Are Your Organization’s Pay Practices Equitable?
Historically, employers and employees never spoke about salaries in the workplace. However, given the current business environment and the accessibility of information, times have changed. There are no laws that prohibit employees from sharing salary information, leaving organizations vulnerable to issues that may arise around pay equity. Whether intentional or not, your organization could be at risk of a compliance issue or even a lawsuit if you don’t have clear and equitable pay practices.
The Pay Equity Commission defines pay equity as “equal pay for work of equal value; The value of jobs is based on the levels of skill, effort, responsibility, and working conditions involved in doing the work.” Protected classes vary by state, but some of them include: race, creed, color, national origin, ancestry, nationality, disability, age, pregnancy or breastfeeding, marital, civil union or domestic partnership status, affectional or sexual orientation, gender identity or expression, military status, and genetic information or atypical hereditary cellular or blood traits.

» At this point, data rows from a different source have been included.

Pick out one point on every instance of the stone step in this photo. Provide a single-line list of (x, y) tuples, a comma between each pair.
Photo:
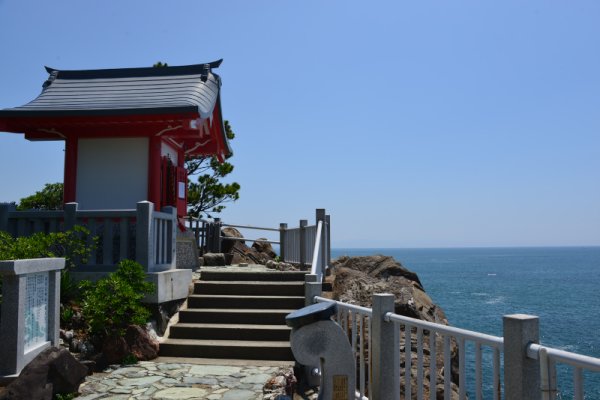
[(251, 332), (240, 301), (234, 316), (259, 288), (278, 276), (227, 349)]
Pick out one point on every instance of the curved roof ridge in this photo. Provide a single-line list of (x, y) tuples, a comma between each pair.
[(194, 69)]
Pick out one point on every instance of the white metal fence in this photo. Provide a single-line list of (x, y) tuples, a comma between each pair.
[(398, 357)]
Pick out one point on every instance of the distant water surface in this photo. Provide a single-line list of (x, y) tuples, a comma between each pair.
[(477, 286)]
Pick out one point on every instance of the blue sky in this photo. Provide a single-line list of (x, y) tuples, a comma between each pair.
[(415, 124)]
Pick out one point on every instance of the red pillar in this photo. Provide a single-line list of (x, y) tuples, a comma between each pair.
[(70, 173), (154, 172)]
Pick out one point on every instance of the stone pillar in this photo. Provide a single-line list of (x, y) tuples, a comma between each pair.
[(172, 235), (521, 374), (15, 350), (144, 247), (303, 224), (312, 288), (71, 216), (5, 209), (385, 342)]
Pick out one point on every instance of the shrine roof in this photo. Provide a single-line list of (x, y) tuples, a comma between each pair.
[(128, 91)]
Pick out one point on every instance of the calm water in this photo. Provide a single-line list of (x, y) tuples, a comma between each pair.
[(476, 286)]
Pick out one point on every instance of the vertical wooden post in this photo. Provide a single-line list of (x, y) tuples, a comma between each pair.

To understand if your organization’s pay practices are equitable, it is essential that organizations examine job salaries annually at a minimum. One way to do this is through a pay equity study. In this study, each employee’s salary is examined and recommendations are provided based on the salary of employees performing like work, following an examination of both internal and external comparable factors. After a pay equity study is completed, organizations must come up with a strategy to fix inequities if there are, in fact, unfair pay practices.
Pay equity begins with a thorough understanding of the organization’s pay philosophy. This philosophy establishes the foundation for salary structures and at a minimum should define the competitive market for talent, (where you recruit from) and the desired pay position for the organization (top of market, mid-market, low market).
One strategy that we recommend to ensure your pay practices are equitable is to create ranges for job families, or jobs with the same level of responsibility, based on the compensation philosophy and market data. For example, a range for a specific role might be $75-$125k and each employee within this job family would get a salary in this range based on experience and performance. There are several benefits to this strategy, including:
Organizations who create job ranges will often publish these ranges, allowing both prospective employees and current employees to have a clear understanding and expectation of what they will be paid. They will also be able to understand what their salary growth within the organization will look like if they are promoted to a new position.
2. Attraction, Retention, & Motivation
By publishing salary ranges, your current and perspective employees will see your transparent, competitive rates versus competitors. Additionally, positive equity experience will promote the employer brand and make the organization more attractive from a recruiting perspective.
3. Avoid Compliance Lawsuits
Job ranges allow employers to be upfront about salary regardless of sex, race gender, etc. By doing this, employers are protected from lawsuits, which can involve back pay and treble damage awards.
4. Budget forecasting
Organizations with job ranges can more accurately forecast costs associated with salaries, helping them better plan their finances and budget allocation. As COVID-19 has impacted many organizations’ budgets, having a designated range can help senior leaders moving forward.
Organizations with sound salary structures can better manage consistent pay practices between departments as well as equitable practices on an individual job basis.
Pay equity laws have already been enacted in 40 states. If you haven’t looked at your current pay practices, now might be a good time to assess your organization’s compensation practices.